Good news, BPO workers! House Deputy Speaker and Las Piñas Congresswoman Camille Villar has introduced a groundbreaking measure — the BPO Workers Bill. The bill seeks to reshape the landscape of the business process outsourcing (BPO) industry.
Officially known as the BPO Workers’ Welfare and Protection Act of 2023 or House Bill 9342, this legislative initiative seeks to establish robust standards ensuring the fair and compassionate treatment of all workers within. Keep reading to learn more!
A Better Workplace
With the BPO industry remaining one of the country’s promising cash cows, Villar emphasizes the need to treat its workers justly and humanely:
“It is imperative to treat the BPO worker in a just and humane manner and ensure that all the rights and benefits of BPO workers are provided for and accorded to them as mandated by the Labor Code.”
Villar underscores the significance of establishing better industry standards. This is to ensure the safety, well-being, and rights of employees working in this crucial sector.
The BPO Workers Bill addresses the unique challenges faced by BPO workers, such as night shifts, health sacrifices, and time commitments to their families. It advocates for comprehensive protections like occupational health and safety, work-life balance, fair compensation, and transportation perks. The bill also includes the right to self-organization.
Under the provisions of the bill, BPO companies are explicitly prohibited from compelling employees to pay a company bond or imposing unreasonable fees upon premature departure.

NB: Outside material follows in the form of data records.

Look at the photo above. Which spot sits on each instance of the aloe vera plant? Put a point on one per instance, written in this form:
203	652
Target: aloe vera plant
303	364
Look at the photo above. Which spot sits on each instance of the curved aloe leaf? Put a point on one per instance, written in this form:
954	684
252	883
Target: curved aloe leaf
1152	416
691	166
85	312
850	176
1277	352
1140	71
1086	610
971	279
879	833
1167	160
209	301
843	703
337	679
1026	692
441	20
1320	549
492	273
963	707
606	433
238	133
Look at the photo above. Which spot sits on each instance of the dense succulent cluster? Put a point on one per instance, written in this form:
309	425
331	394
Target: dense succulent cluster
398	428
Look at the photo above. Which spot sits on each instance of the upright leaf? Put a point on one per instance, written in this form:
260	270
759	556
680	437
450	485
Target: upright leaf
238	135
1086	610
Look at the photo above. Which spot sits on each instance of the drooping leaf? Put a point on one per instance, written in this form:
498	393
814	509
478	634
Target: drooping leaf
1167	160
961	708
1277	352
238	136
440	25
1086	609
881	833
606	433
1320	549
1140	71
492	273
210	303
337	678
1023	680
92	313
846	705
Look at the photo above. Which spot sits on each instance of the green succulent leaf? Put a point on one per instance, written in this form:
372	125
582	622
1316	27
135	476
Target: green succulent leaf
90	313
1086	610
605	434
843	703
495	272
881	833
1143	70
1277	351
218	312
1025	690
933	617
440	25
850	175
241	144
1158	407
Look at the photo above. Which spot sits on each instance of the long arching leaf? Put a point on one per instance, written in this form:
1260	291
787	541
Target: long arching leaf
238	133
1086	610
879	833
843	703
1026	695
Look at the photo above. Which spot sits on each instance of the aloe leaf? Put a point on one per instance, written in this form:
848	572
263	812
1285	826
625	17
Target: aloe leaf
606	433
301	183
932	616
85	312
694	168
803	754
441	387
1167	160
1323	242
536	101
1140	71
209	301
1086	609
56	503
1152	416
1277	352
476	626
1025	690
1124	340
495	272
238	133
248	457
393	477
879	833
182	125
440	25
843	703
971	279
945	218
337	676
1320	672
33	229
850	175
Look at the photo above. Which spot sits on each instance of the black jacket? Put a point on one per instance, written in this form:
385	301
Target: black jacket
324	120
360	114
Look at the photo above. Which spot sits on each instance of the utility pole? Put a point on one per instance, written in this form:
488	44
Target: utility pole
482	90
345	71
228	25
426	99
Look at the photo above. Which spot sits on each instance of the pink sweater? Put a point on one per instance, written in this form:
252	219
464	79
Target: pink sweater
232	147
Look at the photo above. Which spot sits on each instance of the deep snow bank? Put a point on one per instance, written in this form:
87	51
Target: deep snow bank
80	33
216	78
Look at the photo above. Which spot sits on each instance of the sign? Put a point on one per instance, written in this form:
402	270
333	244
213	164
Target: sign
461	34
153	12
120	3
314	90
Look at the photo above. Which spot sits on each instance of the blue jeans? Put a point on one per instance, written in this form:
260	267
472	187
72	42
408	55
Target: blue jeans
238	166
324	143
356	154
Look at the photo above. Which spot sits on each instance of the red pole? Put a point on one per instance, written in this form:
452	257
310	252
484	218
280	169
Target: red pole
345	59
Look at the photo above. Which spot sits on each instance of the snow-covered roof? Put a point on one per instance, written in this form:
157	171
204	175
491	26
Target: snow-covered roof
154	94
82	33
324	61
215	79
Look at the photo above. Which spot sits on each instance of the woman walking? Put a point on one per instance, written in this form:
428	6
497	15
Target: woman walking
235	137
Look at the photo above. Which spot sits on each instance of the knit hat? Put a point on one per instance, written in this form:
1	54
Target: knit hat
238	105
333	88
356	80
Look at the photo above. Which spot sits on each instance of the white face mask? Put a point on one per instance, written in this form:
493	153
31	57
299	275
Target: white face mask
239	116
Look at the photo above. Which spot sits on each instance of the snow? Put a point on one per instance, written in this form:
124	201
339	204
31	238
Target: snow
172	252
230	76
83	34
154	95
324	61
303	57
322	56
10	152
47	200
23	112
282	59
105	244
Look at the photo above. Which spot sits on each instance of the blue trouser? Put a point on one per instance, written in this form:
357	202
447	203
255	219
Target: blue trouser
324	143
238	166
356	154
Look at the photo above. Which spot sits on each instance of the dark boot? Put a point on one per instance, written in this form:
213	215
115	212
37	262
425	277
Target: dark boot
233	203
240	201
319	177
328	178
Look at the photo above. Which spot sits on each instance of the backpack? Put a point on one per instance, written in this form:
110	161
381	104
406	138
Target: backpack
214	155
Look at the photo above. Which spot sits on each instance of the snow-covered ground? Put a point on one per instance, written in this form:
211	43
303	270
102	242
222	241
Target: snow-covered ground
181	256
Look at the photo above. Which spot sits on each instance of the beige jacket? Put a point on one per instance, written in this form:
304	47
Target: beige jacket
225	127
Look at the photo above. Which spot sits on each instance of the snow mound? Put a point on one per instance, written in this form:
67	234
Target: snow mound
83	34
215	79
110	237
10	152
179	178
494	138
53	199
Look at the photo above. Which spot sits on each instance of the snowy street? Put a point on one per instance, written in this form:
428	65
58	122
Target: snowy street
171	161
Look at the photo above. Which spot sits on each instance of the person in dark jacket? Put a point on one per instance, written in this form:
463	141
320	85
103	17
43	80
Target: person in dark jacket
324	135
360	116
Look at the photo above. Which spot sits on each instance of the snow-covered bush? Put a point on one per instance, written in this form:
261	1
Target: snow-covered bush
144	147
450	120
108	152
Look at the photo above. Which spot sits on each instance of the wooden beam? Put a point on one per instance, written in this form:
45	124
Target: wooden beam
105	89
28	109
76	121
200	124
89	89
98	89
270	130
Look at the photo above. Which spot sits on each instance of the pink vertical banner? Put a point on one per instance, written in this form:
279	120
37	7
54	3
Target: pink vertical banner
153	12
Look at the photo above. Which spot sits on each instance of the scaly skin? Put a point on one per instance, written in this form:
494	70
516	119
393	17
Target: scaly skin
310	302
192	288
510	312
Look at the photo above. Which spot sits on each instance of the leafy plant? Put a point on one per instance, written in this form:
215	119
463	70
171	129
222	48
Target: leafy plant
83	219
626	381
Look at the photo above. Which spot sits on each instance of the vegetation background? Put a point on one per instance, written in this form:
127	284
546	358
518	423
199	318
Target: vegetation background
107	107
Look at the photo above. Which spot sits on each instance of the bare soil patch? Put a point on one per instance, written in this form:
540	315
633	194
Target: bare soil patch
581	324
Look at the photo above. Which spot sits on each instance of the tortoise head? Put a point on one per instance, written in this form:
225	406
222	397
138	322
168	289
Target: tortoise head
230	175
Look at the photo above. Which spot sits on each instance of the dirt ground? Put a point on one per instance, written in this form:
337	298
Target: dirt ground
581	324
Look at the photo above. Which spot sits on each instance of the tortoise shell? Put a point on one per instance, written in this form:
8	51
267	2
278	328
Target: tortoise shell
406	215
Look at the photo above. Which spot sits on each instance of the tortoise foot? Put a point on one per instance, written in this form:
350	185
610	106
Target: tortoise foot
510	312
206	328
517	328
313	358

The legislation also safeguards workers from discrimination based on various factors, such as ethnicity, gender, sexual orientation, age, race, religion, and more.
The BPO Workers Bill also explicitly prohibits abusive language, physical violence, or any act that undermines the dignity of an employee.
Under the bill, there’ll be no more “endo” for BPOs moving forward. The measure ensures that BPO workers attain regular employee status after completing six months of work. This includes probationary, training, or apprenticeship periods. It limits normal work hours to eight hours a day, with a mandatory day off each week.
As for overtime, provisions have also been set. Overtime work is to be compensated at the regular hourly wage plus 25%. Night shift differentials should not be less than 10% of the regular wage for each hour worked during the night shift. There’ll be no more taking advantage of hardworking BPO employees.
Consequences for Violators
The BPO Workers Bill lays down stringent consequences for violations. Fines begin at P100,000. Possible imprisonment ranges from two months to one year for individuals or companies found guilty.
Villar reiterates the government’s primary responsibility of safeguarding the welfare of workers, especially the youth, in BPO companies to ensure the continued growth of the industry. Without having the pertinent laws in place, protecting these workers will be more difficult.
Thank you, Rep. Camille Villar for this initiative! We applaud your unwavering commitment to BPO workers. The rest of our lawmakers need to recognize this industry more as well. With more business districts being created, more workers will surely enter this sector. We hope to see this change come to fruition soon!